Even the countries furthest along the road to membership, Romania and Bulgaria, are extremely poor and would require huge sums in aid to bring their economies and infrastructure just up to the standard of the Czech Republic.

Suggesting an alternative route for aspirants to the EU, Europe’s commissioner for economic and monetary affairs, former Spanish Socialist leader Joaquin Almunia, recently suggested that the EU might reach an agreement with Ukraine on associated membership in 2008. He stated that implementation of an EU-Ukraine bilateral plan should not depend on the negative results in the referendums on the draft EU constitution in France and the Netherlands.

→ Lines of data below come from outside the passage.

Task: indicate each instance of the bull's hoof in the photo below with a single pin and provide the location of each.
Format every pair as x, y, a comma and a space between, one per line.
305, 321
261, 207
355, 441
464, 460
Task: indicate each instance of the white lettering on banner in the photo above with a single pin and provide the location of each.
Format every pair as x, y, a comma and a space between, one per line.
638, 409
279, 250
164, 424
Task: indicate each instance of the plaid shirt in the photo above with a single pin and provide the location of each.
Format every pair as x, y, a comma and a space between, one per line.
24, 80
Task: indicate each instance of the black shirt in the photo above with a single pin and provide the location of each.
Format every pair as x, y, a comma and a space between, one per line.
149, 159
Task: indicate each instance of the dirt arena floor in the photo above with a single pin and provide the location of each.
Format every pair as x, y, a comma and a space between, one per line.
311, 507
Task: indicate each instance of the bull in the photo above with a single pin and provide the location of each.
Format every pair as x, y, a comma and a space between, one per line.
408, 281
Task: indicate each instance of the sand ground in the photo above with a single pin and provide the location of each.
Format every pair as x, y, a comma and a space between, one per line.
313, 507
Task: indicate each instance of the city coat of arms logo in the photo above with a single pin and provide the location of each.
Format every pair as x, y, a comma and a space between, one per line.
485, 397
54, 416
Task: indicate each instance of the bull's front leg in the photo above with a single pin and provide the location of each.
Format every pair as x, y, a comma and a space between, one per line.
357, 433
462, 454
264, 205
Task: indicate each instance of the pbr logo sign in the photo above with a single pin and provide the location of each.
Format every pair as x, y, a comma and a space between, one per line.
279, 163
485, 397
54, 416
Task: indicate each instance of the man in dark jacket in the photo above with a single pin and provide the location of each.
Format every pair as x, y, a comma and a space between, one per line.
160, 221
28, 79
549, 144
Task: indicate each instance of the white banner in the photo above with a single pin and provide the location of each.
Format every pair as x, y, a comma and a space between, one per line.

This cheaper and less politically unifying form of European association—little more than a free trade agreement—is just what London and Washington envisage, not just for the lands to the EU’s East but for the EU itself.

The post-war European unification project was predicated on the ability of the continent’s powers—under conditions where they faced a common enemy in the form of the USSR, combined with the revolutionary threat from an organised and militant working class—to ameliorate national divisions in order to stabilise European capitalism. While the European project was largely successful in allowing the continent’s bourgeoisies to regroup and expand their global positions following the wars and depression of the first half of the twentieth century, the liquidation of the Soviet Union and the subsequent turn by America to militarism and an aggressive assertion of its interests in Europe and internationally has set the stage for a return to old antagonisms.

Whatever the outcome of the current budget crisis, the divisions it has exposed presage future inter-imperialist conflicts in Europe—in which alliances will be made and broken according to the temporary needs of increasingly divergent national elites.